My wiki is at https://homeostasis.scs.carleton.ca/wiki

For software, we're going to be using openstack, so you don't need anything
 - but basically we're using Deno, you can install that on your machine to use it.

You can get checked off for tutorials by going to tutorials and attending for 1-1.5 hours. However, this isn't necessarily enough time to understand the material. You'll need to spend the time you need to learn, just as you do in any class.

Can you use a VM on your own machine?
 - yes, but we will be supporting and recommending openstack

Why no final project?
 - can be done without understanding material thanks to modern tools


The Internet
------------
 - because the web runs on the Internet
 - can't understand its design choices without understanding the Internet
 - and I don't think you all have learned about it at a technical level


When we talk about the Internet, we're talking about a network of networks
 - what is a network then? in CS terms, just computers talking to each other

The original Ethernet was pretty simple
 - a wire connecting lots of computers
 - all computers could "listen" to the wire always
 - any computer could start "speaking" over the wire at any time
 - but if two computers "talked" at the same time, jibberish
 - so they had to take turns
    - if someone else was speaking, they would wait a random amount of time before speaking again (if there was a "collision")
    - if problems again, would wait exponentially longer

Xerox PARC made ethernet, and object oriented programming (smalltalk), and GUIs, and laser printers

Now, when we say computers "speak" to each other, what is the method of that conversation (the "protocol")?
 - ethernet is really a protocol for how computers can speak to each other
 - a "low level" protocol, in that it is designed to work one layer up from a physical communication medium

Originally, ethernet was just for wires.
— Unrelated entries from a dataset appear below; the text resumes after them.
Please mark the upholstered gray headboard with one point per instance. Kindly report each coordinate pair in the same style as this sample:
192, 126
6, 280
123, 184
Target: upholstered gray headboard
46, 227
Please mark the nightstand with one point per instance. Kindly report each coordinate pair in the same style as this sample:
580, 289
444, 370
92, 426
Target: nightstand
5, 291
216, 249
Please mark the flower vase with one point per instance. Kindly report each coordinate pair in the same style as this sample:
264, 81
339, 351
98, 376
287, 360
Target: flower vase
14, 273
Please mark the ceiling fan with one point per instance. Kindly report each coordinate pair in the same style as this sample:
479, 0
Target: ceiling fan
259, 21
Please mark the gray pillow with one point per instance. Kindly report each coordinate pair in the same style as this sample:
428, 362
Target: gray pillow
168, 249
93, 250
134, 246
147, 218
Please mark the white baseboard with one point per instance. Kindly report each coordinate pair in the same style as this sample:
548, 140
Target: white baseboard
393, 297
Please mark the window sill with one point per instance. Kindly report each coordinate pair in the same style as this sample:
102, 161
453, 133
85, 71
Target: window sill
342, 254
But now the ethernet protocol is used for fiber optic cables and for wireless communication
 - Wi-Fi uses ethernet-type messages, just over microwaves

Ethernet is a protocol for how to send and receive ethernet packets
 - a packet is a fixed-sized unit of communication
 - has a header and payload
    - like a "postcard"
    - header has "metadata" - where information is going to, where it is from, length, etc
    - payload is the contents to be communicated

Standard ethernet packets are 1500 bytes (I think)

So to send data to another computer with ethernet, you have to
 - figure out the ethernet address of the destination computer
 - convert data you want to send into a series of packets
 - send the packets

To receive, you just listen in for packets with your address

Traditionally, ethernet was a broadcast protocol
 - all computers saw all packets being transmitted

Ethernet is great for connecting local computers, i.e., making a local area network (LAN)
But it doesn't scale
 - quickly networks get too big
 - so need a way to connect networks

For more: https://en.wikipedia.org/wiki/Local_area_network

The Internet is, in effect, a way of connecting multiple "ethernet" networks together
 (actually, can be any technology, and there are lots, but mostly now they are ethernet-like)
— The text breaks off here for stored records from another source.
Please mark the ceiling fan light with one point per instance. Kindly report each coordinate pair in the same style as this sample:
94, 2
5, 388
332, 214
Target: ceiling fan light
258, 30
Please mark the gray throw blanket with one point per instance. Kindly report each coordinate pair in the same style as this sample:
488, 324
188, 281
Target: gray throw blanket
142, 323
(There are lots of privacy and security issues that come up, we aren't going to discuss now.)

How do we connect networks to each other? Need an interchange language, a protocol that everyone understands

That's the Internet Protocol (IP)

All it is, is a specification for packets: IP packets

IP packets have metadata and data
 - metadata: source, destination, length, checksum (simple hash)
 - plus data

IP packets sound similar to ethernet packets right?
 - but have different namespaces for sources and destinations
 
So what is actually transmitted are ethernet packets that contain IP packets

Isn't that wasteful? Why not just use one or the other?
 - low-level network hardware doesn't understand IP packets
 - and ethernet packets only make sense in a LAN

Your computer wants to send data to Google
 - figure out Google's IP address
 - generate IP packets for data to be sent to Google
 - encapuslate IP packets into ethernet packets to local router
 - send packets to router

So, what is this router?
 - a computer with a connection to multiple networks (at least 2)

So your computer would set the local router as the ethernet destination,
 and the router would send the packets along to another router, and so on,
 until it gets to a Google computer

routers are like sorting centers for shipping

By the way, this tech was all originally developed in one form or another for phone networks
 - and they used to charge for long-distance messages (outside of the "LAN" of a city)
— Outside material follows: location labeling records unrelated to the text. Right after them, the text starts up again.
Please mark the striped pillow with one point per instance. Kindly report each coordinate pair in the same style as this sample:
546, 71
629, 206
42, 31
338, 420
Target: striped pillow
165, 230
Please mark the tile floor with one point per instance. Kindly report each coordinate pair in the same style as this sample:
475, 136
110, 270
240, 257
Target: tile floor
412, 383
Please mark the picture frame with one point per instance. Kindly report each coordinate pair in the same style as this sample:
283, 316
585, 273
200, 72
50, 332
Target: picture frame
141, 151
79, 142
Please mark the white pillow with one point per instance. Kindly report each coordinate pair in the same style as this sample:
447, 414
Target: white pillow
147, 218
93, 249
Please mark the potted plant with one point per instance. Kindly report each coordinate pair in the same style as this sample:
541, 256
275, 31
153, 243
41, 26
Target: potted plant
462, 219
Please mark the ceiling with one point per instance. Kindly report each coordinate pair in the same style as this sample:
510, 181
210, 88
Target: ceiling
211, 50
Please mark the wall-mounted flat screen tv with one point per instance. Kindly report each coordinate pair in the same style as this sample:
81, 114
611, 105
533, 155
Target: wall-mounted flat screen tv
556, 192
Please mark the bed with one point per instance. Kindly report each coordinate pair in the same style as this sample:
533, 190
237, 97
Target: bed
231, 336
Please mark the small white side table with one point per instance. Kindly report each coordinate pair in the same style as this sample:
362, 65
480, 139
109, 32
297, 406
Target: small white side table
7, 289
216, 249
You'll notice a few issues
 - how long do packets take to get somewhere?
 - what if they get lost or damaged in transit?
 - what if they arrive in a different order?

order is easy, just number the packets

lost or damaged, need to be resent by origin
 - hopefully it still has a copy

how long?
 - telecom networks had time arrival guarantees
 - Internet is mostly "best effort"
    - we'll try, but no guarantees

There is this notion of "QoS" that gets applied
 - quality of service

But that is always a preference, almost never a guarantee

This is why sometimes your Internet connection can be amazing and then other times it is crap
 - mostly because other people are using the network too much!


Note the Internet was designed for texting, email, sending files, NOT for interactive video! Amazing that it works! (But same tech underneath!)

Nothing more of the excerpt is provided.